First encounter with outsider. The then Dutch Indies Colonial Government made a contact with Punan tribe and organized them to settle in permanent villages outside the forest. It helped the government to monitor and control the tribe. The Punan gradually shift their lifestyle and identity as a nomad.
Indonesian government conducted resettlement program to indigenous communities who still lived in the forest. The indigenous people gradually stay in a permanent settlement. They no longer stay inside the interior forest and have no rights to manage their customary forest.
Punan Adiu and LP3M started to collaborate and aware about their rights as indigenous community
Punan Adiu join to a seminar on the impact of large scale oil palm plantation to shifting cultivation communities in East Kalimantan.
This seminar raised communities awareness of the importance of protecting natural forest for community livelihood and reject large scale oil palm plantations in the area. Indigenous communities in Northern Kalimantan (Bulungan, Nunukan and Tana Tidung) involved in this seminar.
April 2012 – June 2014
With support from LP3M and other partners, Punan Adiu Community conducted participative mapping to protect their customary forest. They involved representatives of neighbor communities in the process.
The mapping required several times of field work, rechecking data and confirmation from surrounding communities to maintain the accuracy and credibility of the map and all documents.
District Regulation (Perda) on recognition and protection of customary communities was issued by Malinau House of Representative (DPRD Malinau).
16 May 2013
A ruling by Indonesia Constitutional Court (MK35/PUU-X/2012) allows for the re-categorisation of customary forest (hutan adat) from ‘state forest’ (hutan negara) to ‘forest subject to rights’ (hutan hak) as described in Article 6 of the 1999 Forestry Law.
Categorisation as ‘forest subject to rights’ (hutan hak) involves a recognition of community rights to land and resources, although forest areas remain under the jurisdiction of the Ministry of Forestry, and the assignment of rights must be renewed every 20 years.
19 November 2014
Malinau Distric Head (Bupati Malinau) issued a regulation on the Malinau District’s Management Agency for Customary Communities Affair.
September – October 2015
Punan Adiu Community created a Village Regulation on Customary Forest Management (Peraturan Desa No. 07/2015).
This regulation regulates how the community protect and manage their customary area.
Punan Adiu was selected as one of villages for Indonesia REDD+ project. With support from national and international partners, Punan Adiu community prepare to enter global carbon trading. The community hope that the trading will be one of their financial source to fund their conservation agenda and community empowerment.
2015 – 2017
Punan Adiu submit a document for recognition and protection of customary community and their forest to Malinau District Government. The process took two years before the District Head (Bupati) signed the decree.
8 May 2017
Malinau District Head (Bupati) signed a Bupati Decree on recognition and protection of Punan Long Adiu Customary Community
hectares of Punan Adiu Customary Area are protected by this decree. With this legal standing, the community has rights to protect and manage their customary territory.
21 June 2018
Punan Adiu Community submitted a document for National Recognition and Protection of Punan Adiu Customary Community to Indonesian Minister of Environment and Forestry in Jakarta.

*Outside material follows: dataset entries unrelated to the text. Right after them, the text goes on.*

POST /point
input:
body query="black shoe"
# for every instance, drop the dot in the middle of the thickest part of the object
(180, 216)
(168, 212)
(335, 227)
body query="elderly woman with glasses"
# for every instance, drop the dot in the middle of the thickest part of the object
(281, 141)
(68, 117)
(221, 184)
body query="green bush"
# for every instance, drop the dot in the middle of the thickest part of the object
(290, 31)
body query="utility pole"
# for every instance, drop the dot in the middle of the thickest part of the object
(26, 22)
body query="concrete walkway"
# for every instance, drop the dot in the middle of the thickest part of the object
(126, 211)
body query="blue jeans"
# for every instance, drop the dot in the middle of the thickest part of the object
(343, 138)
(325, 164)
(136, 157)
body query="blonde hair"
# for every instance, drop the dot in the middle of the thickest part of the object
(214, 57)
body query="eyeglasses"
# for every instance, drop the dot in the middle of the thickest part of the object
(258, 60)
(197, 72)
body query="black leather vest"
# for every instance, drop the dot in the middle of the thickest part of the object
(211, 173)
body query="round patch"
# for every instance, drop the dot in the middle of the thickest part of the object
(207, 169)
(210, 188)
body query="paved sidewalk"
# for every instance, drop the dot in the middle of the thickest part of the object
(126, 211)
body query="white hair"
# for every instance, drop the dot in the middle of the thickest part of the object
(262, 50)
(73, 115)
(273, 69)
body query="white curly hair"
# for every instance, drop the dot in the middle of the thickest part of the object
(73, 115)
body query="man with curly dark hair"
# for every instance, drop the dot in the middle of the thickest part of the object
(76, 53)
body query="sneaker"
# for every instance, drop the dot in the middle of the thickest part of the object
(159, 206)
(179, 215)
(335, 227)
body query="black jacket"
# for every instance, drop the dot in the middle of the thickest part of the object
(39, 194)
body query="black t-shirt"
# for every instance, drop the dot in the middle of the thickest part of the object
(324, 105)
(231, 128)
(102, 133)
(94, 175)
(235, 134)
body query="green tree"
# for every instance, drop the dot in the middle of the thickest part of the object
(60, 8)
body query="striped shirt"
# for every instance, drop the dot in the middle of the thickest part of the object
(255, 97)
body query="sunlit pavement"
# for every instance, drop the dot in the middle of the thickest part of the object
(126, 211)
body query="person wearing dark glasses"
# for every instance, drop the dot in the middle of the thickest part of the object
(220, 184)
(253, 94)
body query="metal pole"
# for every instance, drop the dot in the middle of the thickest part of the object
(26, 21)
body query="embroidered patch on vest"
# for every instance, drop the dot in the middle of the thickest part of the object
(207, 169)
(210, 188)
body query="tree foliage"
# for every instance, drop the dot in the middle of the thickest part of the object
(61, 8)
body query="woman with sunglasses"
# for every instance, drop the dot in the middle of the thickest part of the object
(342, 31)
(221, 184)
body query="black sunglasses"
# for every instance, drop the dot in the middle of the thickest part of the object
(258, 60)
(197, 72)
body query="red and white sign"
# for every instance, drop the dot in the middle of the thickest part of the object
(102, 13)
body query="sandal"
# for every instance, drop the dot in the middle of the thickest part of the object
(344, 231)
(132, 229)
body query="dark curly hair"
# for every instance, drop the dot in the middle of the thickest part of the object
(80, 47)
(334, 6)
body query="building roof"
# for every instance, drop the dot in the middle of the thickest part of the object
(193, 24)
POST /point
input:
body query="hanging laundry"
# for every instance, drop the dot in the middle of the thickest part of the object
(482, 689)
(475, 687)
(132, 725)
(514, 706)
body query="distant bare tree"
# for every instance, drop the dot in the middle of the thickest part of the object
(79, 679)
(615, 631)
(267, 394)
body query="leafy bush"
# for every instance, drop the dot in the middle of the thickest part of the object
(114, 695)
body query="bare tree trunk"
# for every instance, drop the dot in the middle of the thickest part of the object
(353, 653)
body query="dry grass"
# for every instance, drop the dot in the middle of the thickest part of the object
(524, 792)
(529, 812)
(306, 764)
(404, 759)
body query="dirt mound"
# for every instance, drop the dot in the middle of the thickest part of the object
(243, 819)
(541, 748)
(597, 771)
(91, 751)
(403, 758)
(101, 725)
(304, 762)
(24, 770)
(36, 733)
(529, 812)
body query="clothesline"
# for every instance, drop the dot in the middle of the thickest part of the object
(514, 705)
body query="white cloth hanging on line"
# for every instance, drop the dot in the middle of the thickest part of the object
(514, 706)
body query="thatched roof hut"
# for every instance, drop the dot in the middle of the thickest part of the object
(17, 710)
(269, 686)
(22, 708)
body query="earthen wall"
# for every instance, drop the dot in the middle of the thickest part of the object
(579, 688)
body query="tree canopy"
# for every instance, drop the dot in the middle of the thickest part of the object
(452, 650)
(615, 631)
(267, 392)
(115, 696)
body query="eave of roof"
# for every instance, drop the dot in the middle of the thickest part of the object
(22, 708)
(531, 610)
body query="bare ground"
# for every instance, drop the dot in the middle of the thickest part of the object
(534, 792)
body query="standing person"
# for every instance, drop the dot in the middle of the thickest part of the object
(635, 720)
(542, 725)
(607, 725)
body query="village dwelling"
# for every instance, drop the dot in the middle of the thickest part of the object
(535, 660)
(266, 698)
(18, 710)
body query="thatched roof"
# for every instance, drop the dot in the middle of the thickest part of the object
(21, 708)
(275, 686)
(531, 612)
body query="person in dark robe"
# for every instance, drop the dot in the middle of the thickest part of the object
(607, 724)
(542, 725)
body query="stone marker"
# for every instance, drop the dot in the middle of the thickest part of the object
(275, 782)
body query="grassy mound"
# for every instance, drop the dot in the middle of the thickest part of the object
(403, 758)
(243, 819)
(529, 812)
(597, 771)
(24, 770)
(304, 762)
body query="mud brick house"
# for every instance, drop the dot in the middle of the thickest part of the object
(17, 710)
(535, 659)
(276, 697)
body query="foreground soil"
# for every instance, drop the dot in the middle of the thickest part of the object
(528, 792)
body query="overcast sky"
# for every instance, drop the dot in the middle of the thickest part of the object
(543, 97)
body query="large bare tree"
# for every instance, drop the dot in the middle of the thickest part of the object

This application is addressed to President of Republic Indonesia as the National Leader who will signed the National Recognition and Protection.
As of this written (2020), the process is still on going.
What Punan Adiu has achieved in long run is a representation of how civil society could persistently leverage their strength to challenge power dynamic and influence its equilibrium. The process takes time, but the result will eventually be transformative.
Land reform by leverage
“ A land reform by leverage, on the other hand, takes time. This is a reform by which peasants, in organizations they have formed and manage, bargain with overlords or government from strength they have already achieved. … Only through reforms by leverage does the peasant acquire, in the long run, an equitable distribution of welfare and adequate political representation.
– (Powelson, John P and Richard Stock. The peasant betrayed: agriculture and land reform in the third world. Cato Institute. Washington, D.C. 1987).